I’m also honest and to the point when interviewing and my interview to offer ratio is about 1/3. The other times they find someone cheaper or they’re one of those companies that expect a full stack senior dev at mid tier salary. I never got ghosted or declined, it was always that I asked for too much money and I declined the counter offer.
- Comment on Is it normal to design a database without writing an analysts first but basing it on the design? 1 year ago:
I find that code written towards fulfilling some specific database design is usually a nightmare about 20minutes into the project. You end up with garbage semantics and interfaces because you’re building an entire app for the sake of storing stuff in a database. It’s an ass backwards approach to software development imo, software is about solving a human problem and data persistence is just one of the steps in the solution. Instead figure out what data your consumers need, then figure out what domain objects can be extracted from that, then plan how you will persist those domain objects. You’ll end up with less boilerplate, better naming of entities and services and you’ll also find that the words your team uses to talk to each other make sense to your business people not just your dba.
- Comment on Always write comments 1 year ago:
Just do TDD instead
- Comment on Always write comments 1 year ago:
If you’re writing an explanation of what your code does then, ding ding, you’re writing code. If your code has so many side effects and garbage in it that it’s incomprehensible without an explanation then it’s shit code and I doubt you’d be able to write a comment that explains it that is not equally as shit as the code. Commenting on how shit code works cannot be trusted because the commenter has already proved they’re shit at the job by creating that shit code.
Best you can hope for is the comment contains a reason as to why the code is shit.
- Comment on Always write comments 1 year ago:
The problem is that code is language and people who write shit code tend to write shit comments, so no value is gained anyway. The sort of person who’d write good comments will most likely write good code where these comments are not needed, and when they intentionally write shit code they’d probably explain why.
So best you can hope for is that both of these people write comments about why they decided to write a comment, and hopefully the person who writes shit code improves over time.
- Comment on web development 1 year ago:
In culinary terms a back end is usually a pasta bake that’s undercooked in the middle but burnt on the edges. Front end is usually a pasta bake smoothie in a nice looking cup with an umbrella.

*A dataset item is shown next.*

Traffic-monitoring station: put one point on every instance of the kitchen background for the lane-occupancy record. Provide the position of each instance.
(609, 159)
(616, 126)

- Comment on Single? 1 year ago:
Idk, large chunk of my CS class was extroverted. They liked to party, many were in relationships and we often went for pints between lectures at the campus bar.
There ofc was a lot of weirdos and assholes around too, an above average amount, but they got outnumbered by normal dudes.
Had a decent amount of women but by the end of the 1st year like half of the class was gone and most women left. They found it boring, too technical or they were not really ready for university, same for the dudes that dropped out. There ofc was sexism, but that came from niceguys or dudebros, they exist in every field.
As for my professional life, most sexism I saw was from career managers and finance staff.
- Comment on Ditching Docker for Local Development 1 year ago:
Op comes off a bit, uninformed. E.g. I use docker engine and docker compose inside WSL2 on windows and performance is fine, then I use Intellij to manage images/containers, the service tab handles the basics. If I need to do anything very involved I use the cli.
Docker is fine, the docker desktop panic really only revealed who never took the time to learn how to use docker and what the alternative UIs are.